Once the residence has been transferred to the trust via a properly prepared and executed deed, the transferee(s) retain(s) the right to live in that home for a set number of years. While the owner is residing in the house, no rent would be paid. The owner is responsible for all housing expenses like repairs, real estate taxes, and maintenance fees which is covered by Revenue Procedure 2003-42 [2003-23 IRB 993 section 4 Art. II (B) (2)]. If the owner is alive after that predetermined number of years the trust automatically transfers ownership of the home to the owners’ beneficiaries without having to pay estate tax. The beneficiaries can rent the home out to the original owner of the house. The most appealing part of this plan is that paying rent after the QPRT has ended the owner transfers additional assets to their beneficiaries without having to pay any gift or estate tax. Having received the rent money from the parents does not preclude them from giving the money back to the parents. If the house is sold, the proceeds from the sale can be used to purchase another house or other items for the parents as the beneficiaries’ desire.
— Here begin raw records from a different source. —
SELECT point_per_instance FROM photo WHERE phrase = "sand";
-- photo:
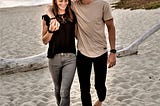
(134, 81)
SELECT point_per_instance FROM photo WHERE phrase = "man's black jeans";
(84, 65)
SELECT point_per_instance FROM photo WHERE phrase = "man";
(92, 16)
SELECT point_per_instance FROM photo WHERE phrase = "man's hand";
(111, 60)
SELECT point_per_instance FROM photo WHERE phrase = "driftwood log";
(23, 64)
(133, 47)
(40, 61)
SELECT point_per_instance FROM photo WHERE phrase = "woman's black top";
(63, 40)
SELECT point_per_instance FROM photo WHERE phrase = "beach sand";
(134, 81)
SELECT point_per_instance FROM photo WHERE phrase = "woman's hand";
(54, 25)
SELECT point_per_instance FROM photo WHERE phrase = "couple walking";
(84, 20)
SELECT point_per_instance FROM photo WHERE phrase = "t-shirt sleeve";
(46, 18)
(107, 11)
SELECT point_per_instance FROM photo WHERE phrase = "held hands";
(111, 60)
(54, 25)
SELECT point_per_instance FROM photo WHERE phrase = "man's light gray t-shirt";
(91, 26)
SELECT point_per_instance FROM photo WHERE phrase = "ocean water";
(16, 3)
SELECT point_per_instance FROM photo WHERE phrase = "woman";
(61, 51)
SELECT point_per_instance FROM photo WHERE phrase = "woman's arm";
(53, 21)
(76, 30)
(46, 36)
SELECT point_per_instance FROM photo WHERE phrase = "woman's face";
(62, 4)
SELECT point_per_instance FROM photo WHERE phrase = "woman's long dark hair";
(68, 11)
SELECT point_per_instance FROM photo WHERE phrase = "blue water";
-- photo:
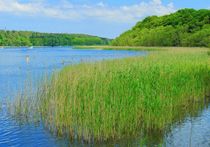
(17, 65)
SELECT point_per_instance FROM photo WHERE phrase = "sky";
(104, 18)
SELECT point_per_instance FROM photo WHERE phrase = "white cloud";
(101, 11)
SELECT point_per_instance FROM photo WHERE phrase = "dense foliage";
(186, 27)
(24, 38)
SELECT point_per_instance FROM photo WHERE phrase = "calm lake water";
(17, 65)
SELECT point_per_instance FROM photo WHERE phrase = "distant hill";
(186, 27)
(27, 38)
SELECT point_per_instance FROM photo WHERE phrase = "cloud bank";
(100, 11)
The QPRT’s main advantage is the tax savings it provides to the property owner and the beneficiaries of the trust. When the residence is conveyed to the QPRT it counts as a gift but a typical IRS gift tax is not assessed. Instead the IRS computes a modified gift tax based on published tables and the total of time the home stays in the QPRT, which is applied to the value of the home. Once the time period of the trust ends, which is agreed upon when creating the QPRT, and the owner is still alive then the residence is passed on to the beneficiaries free of any gift or estate tax.
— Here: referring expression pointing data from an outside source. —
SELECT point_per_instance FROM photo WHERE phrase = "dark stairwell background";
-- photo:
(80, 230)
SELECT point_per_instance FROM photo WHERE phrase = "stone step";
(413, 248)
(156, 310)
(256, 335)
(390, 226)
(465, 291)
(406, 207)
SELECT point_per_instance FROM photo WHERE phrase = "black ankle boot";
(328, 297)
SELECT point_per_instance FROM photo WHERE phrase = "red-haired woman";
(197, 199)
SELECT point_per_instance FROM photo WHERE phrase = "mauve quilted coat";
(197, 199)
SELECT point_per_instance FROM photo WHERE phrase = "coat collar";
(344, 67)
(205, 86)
If the residence has appreciated in value since its original appraisal, the gift tax is based on that value of the home – based on the IRS calculations – and not on the increased value of the home. If the home’s value does not increase or stays the same then the beneficiaries would not have to pay any gift tax on the home.
Another benefit of the QPRT is the tax benefits can be enhanced if a husband and wife own the home jointly. According to Treasury Regulations section 25.2702-5(c)(2)(iv) a husband and wife can both transfer half their ownership in the home into two separate QPRTs. Each separate QPRT allows the husband and wife owners to live in the residence for a set number of years based on the conditions of each QPRT. In the case of one homeowner dies before the QPRT ends, the half that was in the trust would be put into the estate and be subject to estate and gift taxes. So what happens if you want to sell the house that is under a QPRT and buy a new home? The trustee of the QPRT would simply sell the old home and buy a new one in the name of the QPRT. If the value of the new home is greater than the old home, then the trustee would be required to pay out from separate funds and retain ownership for that portion of the house.